Bull supercalculateur : 4 choses à savoir sur le rachat de ce spécialiste HPC par la France

Supercalculateur HPC Alice Recoque de l'entreprise Bull

La France vient de reprendre le contrôle d’un acteur stratégique de son industrie technologique. En rachetant les activités clés du groupe Bull (anciennement sous la marque Eviden), l’État remet la main sur un savoir-faire rare dans le domaine des supercalculateurs, ces machines capables de repousser les limites de la recherche scientifique et de l’intelligence artificielle. Derrière cette opération, se dessinent des enjeux industriels, scientifiques et militaires majeurs. Voici les 4 éléments essentiels pour comprendre ce rachat.

L’essentiel à retenir

  • L’État français a racheté Bull pour 404 millions d’euros, afin de préserver un savoir-faire stratégique dans les supercalculateurs.
  • Ces machines peuvent atteindre une puissance de calcul exaflopique, soit un milliard de milliards d’opérations par seconde.
  • Bull joue un rôle clé dans la défense, la recherche et l’intelligence artificielle, avec des applications allant du nucléaire aux simulations climatiques.

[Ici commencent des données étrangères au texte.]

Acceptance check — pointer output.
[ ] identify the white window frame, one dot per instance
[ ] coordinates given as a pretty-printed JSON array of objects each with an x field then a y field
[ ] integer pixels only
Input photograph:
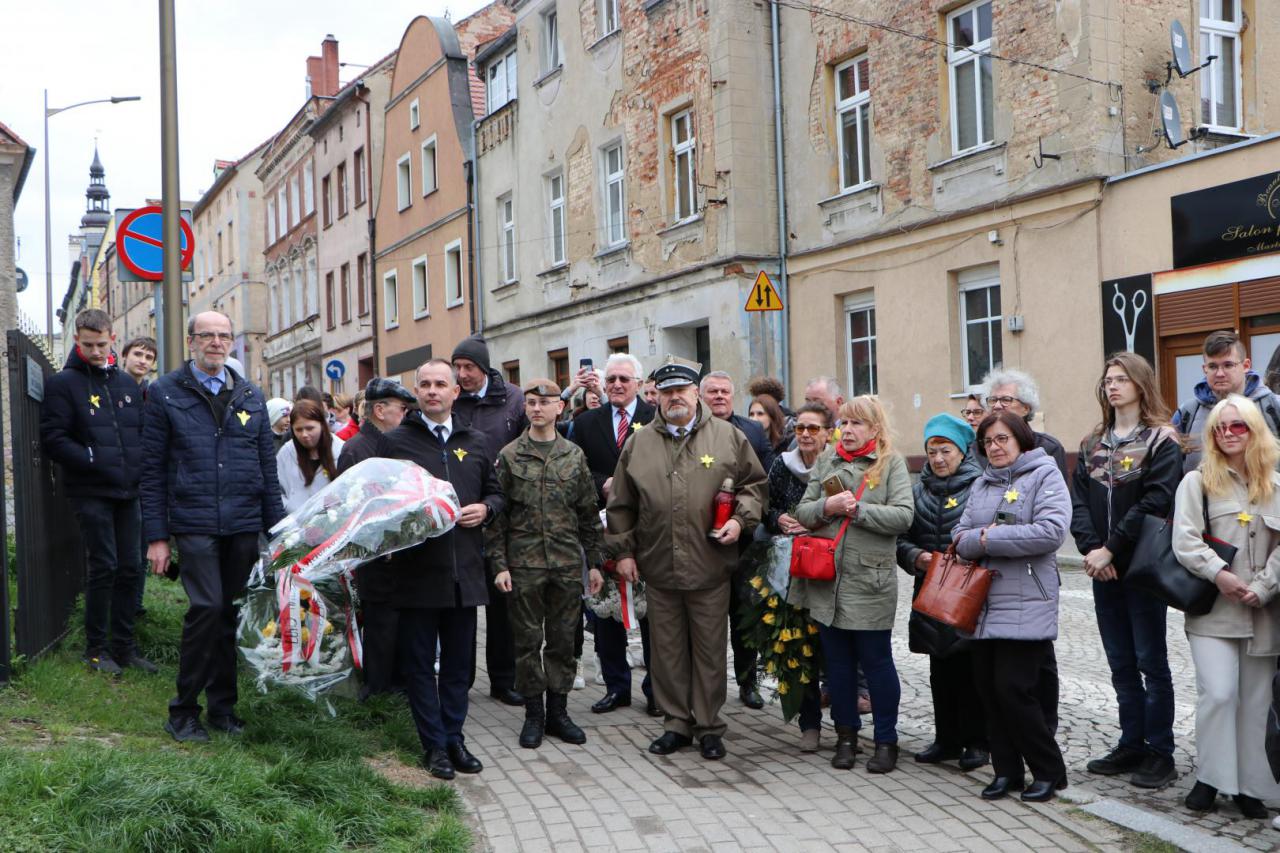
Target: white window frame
[
  {"x": 859, "y": 105},
  {"x": 556, "y": 218},
  {"x": 501, "y": 81},
  {"x": 426, "y": 163},
  {"x": 977, "y": 279},
  {"x": 613, "y": 182},
  {"x": 608, "y": 18},
  {"x": 403, "y": 182},
  {"x": 859, "y": 305},
  {"x": 451, "y": 251},
  {"x": 1214, "y": 32},
  {"x": 961, "y": 56},
  {"x": 421, "y": 288},
  {"x": 391, "y": 300},
  {"x": 688, "y": 176},
  {"x": 551, "y": 41}
]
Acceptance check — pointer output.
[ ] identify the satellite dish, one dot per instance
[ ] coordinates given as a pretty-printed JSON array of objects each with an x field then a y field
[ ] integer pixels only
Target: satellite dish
[
  {"x": 1170, "y": 119},
  {"x": 1182, "y": 49}
]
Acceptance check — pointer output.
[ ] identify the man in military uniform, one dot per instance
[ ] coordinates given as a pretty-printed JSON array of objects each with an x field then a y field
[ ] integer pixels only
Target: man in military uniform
[
  {"x": 535, "y": 552},
  {"x": 659, "y": 528}
]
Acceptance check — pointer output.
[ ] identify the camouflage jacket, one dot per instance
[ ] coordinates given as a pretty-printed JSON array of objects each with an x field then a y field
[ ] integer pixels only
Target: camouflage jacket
[{"x": 551, "y": 515}]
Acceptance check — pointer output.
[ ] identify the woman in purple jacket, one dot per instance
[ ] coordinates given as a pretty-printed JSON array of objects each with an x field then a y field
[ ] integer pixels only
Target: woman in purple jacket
[{"x": 1014, "y": 523}]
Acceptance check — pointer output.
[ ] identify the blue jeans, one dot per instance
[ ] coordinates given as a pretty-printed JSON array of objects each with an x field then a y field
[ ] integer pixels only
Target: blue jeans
[
  {"x": 1132, "y": 625},
  {"x": 842, "y": 653}
]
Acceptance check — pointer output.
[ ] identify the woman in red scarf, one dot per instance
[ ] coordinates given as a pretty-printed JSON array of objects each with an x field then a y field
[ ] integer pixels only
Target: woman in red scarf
[{"x": 860, "y": 492}]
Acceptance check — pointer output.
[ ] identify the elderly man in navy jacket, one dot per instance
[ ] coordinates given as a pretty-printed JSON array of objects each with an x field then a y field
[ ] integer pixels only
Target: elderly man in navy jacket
[
  {"x": 210, "y": 482},
  {"x": 91, "y": 424}
]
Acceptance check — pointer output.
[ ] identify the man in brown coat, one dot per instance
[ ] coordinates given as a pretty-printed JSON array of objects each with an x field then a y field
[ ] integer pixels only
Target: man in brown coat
[{"x": 659, "y": 528}]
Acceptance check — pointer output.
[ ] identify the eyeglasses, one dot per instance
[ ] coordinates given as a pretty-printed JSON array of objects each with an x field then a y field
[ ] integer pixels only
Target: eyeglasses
[
  {"x": 1234, "y": 428},
  {"x": 205, "y": 337}
]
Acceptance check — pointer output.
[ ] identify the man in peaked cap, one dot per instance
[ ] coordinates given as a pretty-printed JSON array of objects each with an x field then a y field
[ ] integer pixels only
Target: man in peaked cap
[{"x": 659, "y": 528}]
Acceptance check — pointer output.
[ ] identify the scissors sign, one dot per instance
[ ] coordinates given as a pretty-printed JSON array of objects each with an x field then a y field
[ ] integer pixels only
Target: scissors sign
[{"x": 1120, "y": 305}]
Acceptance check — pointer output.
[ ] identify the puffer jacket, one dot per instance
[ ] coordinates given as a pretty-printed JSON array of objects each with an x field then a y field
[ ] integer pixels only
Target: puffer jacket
[
  {"x": 864, "y": 593},
  {"x": 1119, "y": 482},
  {"x": 1255, "y": 530},
  {"x": 499, "y": 415},
  {"x": 91, "y": 424},
  {"x": 1023, "y": 551},
  {"x": 202, "y": 475},
  {"x": 940, "y": 502}
]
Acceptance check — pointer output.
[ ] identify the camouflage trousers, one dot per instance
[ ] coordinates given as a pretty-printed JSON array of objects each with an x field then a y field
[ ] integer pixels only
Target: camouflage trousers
[{"x": 545, "y": 609}]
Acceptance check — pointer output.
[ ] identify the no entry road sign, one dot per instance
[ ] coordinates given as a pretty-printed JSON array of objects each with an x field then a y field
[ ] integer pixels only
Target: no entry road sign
[{"x": 140, "y": 243}]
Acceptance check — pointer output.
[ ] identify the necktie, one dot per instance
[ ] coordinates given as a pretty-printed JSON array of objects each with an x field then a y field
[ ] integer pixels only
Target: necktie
[{"x": 622, "y": 427}]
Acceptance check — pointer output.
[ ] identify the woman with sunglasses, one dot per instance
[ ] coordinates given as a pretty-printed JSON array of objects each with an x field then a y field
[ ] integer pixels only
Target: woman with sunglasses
[
  {"x": 1129, "y": 468},
  {"x": 1235, "y": 644},
  {"x": 855, "y": 610},
  {"x": 1014, "y": 523}
]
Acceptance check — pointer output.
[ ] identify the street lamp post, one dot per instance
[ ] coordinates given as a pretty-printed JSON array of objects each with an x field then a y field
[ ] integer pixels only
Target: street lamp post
[{"x": 49, "y": 233}]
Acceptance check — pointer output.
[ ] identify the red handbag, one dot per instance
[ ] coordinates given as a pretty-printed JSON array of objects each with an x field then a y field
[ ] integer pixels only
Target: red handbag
[{"x": 814, "y": 557}]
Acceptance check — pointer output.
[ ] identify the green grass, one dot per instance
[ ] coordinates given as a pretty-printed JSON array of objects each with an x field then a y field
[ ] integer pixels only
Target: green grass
[{"x": 85, "y": 765}]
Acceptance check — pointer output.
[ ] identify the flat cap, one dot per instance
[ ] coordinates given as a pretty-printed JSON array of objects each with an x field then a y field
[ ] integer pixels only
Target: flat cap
[
  {"x": 380, "y": 388},
  {"x": 676, "y": 372},
  {"x": 542, "y": 387}
]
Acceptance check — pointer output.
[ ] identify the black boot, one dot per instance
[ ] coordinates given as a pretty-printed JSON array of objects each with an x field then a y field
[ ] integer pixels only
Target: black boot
[
  {"x": 535, "y": 721},
  {"x": 558, "y": 723},
  {"x": 844, "y": 757}
]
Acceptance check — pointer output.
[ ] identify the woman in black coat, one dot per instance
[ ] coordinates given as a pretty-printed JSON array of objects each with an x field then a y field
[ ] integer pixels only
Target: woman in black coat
[{"x": 940, "y": 500}]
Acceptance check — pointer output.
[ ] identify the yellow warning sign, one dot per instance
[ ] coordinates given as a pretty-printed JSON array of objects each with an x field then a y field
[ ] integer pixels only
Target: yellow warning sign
[{"x": 763, "y": 297}]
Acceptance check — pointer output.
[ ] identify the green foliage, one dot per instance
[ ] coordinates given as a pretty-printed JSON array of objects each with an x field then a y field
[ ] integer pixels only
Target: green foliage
[{"x": 86, "y": 765}]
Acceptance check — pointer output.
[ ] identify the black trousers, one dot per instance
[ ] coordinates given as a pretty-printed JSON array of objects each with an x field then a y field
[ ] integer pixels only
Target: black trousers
[
  {"x": 958, "y": 714},
  {"x": 1010, "y": 676},
  {"x": 214, "y": 570},
  {"x": 110, "y": 530}
]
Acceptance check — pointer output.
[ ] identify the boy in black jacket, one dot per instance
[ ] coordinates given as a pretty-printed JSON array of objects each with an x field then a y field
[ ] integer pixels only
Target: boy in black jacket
[{"x": 91, "y": 424}]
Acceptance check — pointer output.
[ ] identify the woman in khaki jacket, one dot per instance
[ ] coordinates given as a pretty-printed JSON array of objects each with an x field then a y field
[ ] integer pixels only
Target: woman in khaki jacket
[
  {"x": 1235, "y": 644},
  {"x": 855, "y": 611}
]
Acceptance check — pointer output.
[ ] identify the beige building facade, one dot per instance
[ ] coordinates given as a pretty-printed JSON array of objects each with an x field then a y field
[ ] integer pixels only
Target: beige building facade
[{"x": 951, "y": 211}]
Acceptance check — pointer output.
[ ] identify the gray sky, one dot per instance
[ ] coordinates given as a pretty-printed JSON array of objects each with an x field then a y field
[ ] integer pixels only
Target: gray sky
[{"x": 241, "y": 76}]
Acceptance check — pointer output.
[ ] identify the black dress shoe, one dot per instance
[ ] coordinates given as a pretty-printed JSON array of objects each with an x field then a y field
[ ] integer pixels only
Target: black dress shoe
[
  {"x": 936, "y": 752},
  {"x": 227, "y": 724},
  {"x": 1001, "y": 785},
  {"x": 712, "y": 746},
  {"x": 612, "y": 702},
  {"x": 670, "y": 742},
  {"x": 437, "y": 762},
  {"x": 1041, "y": 790},
  {"x": 507, "y": 696},
  {"x": 973, "y": 757},
  {"x": 462, "y": 760},
  {"x": 186, "y": 730}
]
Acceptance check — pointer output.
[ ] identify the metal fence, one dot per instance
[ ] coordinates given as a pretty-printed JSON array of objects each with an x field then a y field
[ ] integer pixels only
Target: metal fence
[{"x": 50, "y": 559}]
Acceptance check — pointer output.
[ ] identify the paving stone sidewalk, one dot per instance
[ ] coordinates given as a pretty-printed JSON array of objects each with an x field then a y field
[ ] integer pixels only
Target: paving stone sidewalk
[{"x": 611, "y": 794}]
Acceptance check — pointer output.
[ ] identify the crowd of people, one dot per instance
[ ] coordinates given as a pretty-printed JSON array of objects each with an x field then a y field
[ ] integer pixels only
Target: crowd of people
[{"x": 627, "y": 477}]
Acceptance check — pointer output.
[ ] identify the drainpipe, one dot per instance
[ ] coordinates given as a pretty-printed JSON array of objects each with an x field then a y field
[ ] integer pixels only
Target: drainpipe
[{"x": 780, "y": 162}]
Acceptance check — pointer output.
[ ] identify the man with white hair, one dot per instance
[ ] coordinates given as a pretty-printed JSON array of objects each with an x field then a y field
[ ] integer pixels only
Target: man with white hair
[
  {"x": 600, "y": 433},
  {"x": 1006, "y": 388}
]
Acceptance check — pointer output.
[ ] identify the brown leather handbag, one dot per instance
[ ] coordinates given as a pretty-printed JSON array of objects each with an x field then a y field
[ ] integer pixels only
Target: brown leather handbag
[{"x": 954, "y": 591}]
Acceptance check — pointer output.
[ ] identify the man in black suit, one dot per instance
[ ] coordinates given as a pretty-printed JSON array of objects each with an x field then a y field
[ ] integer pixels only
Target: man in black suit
[
  {"x": 600, "y": 433},
  {"x": 717, "y": 393}
]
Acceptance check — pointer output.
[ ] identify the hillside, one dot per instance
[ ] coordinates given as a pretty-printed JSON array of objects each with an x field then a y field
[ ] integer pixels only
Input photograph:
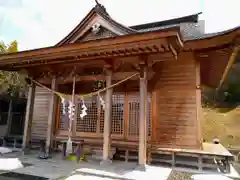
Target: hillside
[{"x": 222, "y": 123}]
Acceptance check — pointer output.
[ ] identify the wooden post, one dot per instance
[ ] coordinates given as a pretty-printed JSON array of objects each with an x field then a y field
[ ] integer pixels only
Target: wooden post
[
  {"x": 143, "y": 116},
  {"x": 107, "y": 118},
  {"x": 9, "y": 120},
  {"x": 51, "y": 117},
  {"x": 28, "y": 117}
]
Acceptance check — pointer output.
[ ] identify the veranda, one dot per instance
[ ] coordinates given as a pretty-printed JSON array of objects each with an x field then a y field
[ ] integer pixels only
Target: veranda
[{"x": 157, "y": 109}]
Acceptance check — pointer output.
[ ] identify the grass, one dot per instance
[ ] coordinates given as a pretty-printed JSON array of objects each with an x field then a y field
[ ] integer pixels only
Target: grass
[{"x": 222, "y": 123}]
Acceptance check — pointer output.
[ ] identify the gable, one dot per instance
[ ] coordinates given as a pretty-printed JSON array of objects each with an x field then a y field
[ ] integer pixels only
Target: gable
[
  {"x": 90, "y": 35},
  {"x": 97, "y": 16}
]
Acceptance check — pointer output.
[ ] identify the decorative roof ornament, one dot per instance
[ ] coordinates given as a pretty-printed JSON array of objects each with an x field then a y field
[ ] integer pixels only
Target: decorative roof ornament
[{"x": 100, "y": 8}]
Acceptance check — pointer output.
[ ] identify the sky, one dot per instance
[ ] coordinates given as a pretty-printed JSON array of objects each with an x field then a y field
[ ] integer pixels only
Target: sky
[{"x": 41, "y": 23}]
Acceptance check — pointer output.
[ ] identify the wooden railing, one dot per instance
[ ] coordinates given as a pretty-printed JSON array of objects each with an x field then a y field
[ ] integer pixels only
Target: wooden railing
[{"x": 125, "y": 117}]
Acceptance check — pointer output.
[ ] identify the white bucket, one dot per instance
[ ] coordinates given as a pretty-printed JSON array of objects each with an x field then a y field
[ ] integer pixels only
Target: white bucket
[{"x": 209, "y": 177}]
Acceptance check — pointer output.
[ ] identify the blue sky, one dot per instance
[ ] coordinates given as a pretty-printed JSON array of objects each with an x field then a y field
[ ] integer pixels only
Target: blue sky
[{"x": 40, "y": 23}]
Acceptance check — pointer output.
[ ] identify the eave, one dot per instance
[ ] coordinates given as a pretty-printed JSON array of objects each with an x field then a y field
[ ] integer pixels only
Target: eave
[{"x": 127, "y": 45}]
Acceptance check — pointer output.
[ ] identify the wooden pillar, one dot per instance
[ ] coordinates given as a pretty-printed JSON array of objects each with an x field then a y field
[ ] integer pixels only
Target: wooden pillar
[
  {"x": 143, "y": 116},
  {"x": 51, "y": 116},
  {"x": 9, "y": 120},
  {"x": 28, "y": 116},
  {"x": 107, "y": 118},
  {"x": 199, "y": 113}
]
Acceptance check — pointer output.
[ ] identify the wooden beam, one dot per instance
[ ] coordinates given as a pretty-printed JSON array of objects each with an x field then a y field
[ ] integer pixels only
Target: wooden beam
[
  {"x": 142, "y": 116},
  {"x": 28, "y": 117},
  {"x": 116, "y": 76}
]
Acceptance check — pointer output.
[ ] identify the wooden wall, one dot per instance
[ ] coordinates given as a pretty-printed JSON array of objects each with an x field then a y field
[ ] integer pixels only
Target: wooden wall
[{"x": 175, "y": 122}]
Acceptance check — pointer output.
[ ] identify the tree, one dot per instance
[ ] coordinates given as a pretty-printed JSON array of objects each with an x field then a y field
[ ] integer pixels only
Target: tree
[{"x": 11, "y": 83}]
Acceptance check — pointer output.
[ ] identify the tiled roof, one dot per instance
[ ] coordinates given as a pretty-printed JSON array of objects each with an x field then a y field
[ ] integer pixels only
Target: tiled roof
[{"x": 190, "y": 27}]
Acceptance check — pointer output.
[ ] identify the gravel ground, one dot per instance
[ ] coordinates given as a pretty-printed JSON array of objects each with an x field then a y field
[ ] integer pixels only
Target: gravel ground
[{"x": 177, "y": 175}]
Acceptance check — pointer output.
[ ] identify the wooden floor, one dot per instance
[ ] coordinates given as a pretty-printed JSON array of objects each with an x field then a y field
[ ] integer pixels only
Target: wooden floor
[{"x": 208, "y": 149}]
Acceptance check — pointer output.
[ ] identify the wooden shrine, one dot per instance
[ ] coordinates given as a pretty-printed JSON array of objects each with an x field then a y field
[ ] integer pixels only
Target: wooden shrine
[{"x": 158, "y": 107}]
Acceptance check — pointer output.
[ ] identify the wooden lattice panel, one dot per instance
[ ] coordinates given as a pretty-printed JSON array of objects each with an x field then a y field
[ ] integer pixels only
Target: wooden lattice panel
[
  {"x": 89, "y": 122},
  {"x": 101, "y": 119},
  {"x": 133, "y": 117},
  {"x": 117, "y": 113},
  {"x": 149, "y": 119},
  {"x": 64, "y": 120}
]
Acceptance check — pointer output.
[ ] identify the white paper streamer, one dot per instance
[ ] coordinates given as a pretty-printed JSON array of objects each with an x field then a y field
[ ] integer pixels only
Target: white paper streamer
[
  {"x": 63, "y": 104},
  {"x": 102, "y": 102},
  {"x": 84, "y": 109}
]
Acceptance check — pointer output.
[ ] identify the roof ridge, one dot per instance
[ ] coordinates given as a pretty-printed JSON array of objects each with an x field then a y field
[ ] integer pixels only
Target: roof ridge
[{"x": 189, "y": 18}]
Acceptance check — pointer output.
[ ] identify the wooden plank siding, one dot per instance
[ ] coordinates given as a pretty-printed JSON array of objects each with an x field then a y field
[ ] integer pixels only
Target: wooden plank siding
[
  {"x": 40, "y": 114},
  {"x": 176, "y": 104}
]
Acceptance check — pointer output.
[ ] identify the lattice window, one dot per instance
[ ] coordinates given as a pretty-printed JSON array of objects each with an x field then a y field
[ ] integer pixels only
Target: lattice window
[
  {"x": 64, "y": 119},
  {"x": 101, "y": 120},
  {"x": 89, "y": 122},
  {"x": 149, "y": 119},
  {"x": 117, "y": 113},
  {"x": 133, "y": 117}
]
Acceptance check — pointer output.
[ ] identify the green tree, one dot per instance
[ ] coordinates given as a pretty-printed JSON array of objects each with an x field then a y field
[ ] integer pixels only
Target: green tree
[{"x": 11, "y": 83}]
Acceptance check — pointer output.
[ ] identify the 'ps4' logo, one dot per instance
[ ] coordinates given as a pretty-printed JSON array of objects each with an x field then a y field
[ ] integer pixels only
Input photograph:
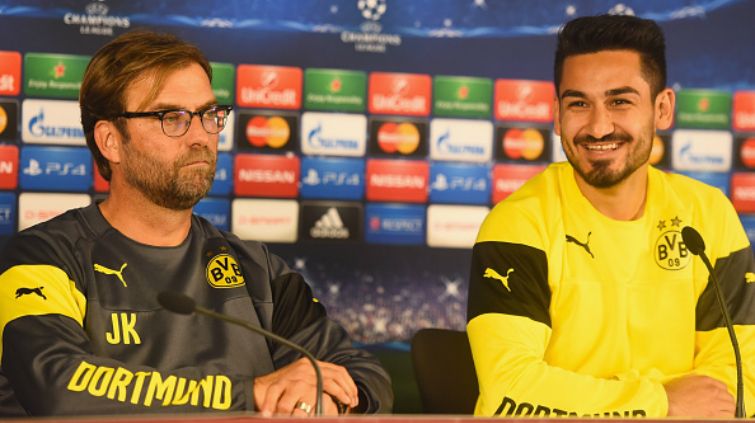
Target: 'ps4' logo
[
  {"x": 55, "y": 168},
  {"x": 687, "y": 155},
  {"x": 332, "y": 178},
  {"x": 316, "y": 139},
  {"x": 38, "y": 128}
]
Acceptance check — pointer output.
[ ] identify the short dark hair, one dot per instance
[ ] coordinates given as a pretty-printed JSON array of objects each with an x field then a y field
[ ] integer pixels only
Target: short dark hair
[
  {"x": 118, "y": 64},
  {"x": 591, "y": 34}
]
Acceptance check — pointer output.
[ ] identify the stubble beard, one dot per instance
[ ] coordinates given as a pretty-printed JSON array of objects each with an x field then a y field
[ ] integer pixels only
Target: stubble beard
[
  {"x": 600, "y": 174},
  {"x": 170, "y": 185}
]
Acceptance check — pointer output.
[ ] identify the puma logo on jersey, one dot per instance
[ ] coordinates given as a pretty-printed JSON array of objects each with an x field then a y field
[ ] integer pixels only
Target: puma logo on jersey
[
  {"x": 28, "y": 291},
  {"x": 490, "y": 273},
  {"x": 585, "y": 245},
  {"x": 118, "y": 273}
]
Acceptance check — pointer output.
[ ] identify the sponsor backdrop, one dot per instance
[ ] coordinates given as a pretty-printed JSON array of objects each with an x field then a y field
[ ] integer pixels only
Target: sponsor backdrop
[{"x": 369, "y": 138}]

Un rachat stratégique pour la souveraineté technologique

Le rachat des activités stratégiques d’Atos par l’État français marque un tournant dans la politique industrielle nationale. Cette opération, d’un montant de 404 millions d’euros, permet de redonner vie à la marque Bull, fleuron historique de l’informatique française.

Cette décision s’inscrit dans une volonté de sécuriser des compétences rares. La conception de supercalculateurs reste en effet maîtrisée par un nombre très limité d’acteurs dans le monde. En reprenant cette activité, la France garantit la continuité d’une expertise jugée indispensable pour son autonomie technologique.

Le maintien de ces capacités sur le territoire national permet également de sécuriser des infrastructures critiques, notamment dans les domaines de la défense et de la recherche scientifique.

Des supercalculateurs parmi les plus puissants au monde

Les machines développées par Bull figurent parmi les plus performantes existantes. Certaines atteignent le niveau dit « exascale », capable de réaliser jusqu’à 10¹⁸ opérations par seconde, soit un milliard de milliards de calculs en une seconde.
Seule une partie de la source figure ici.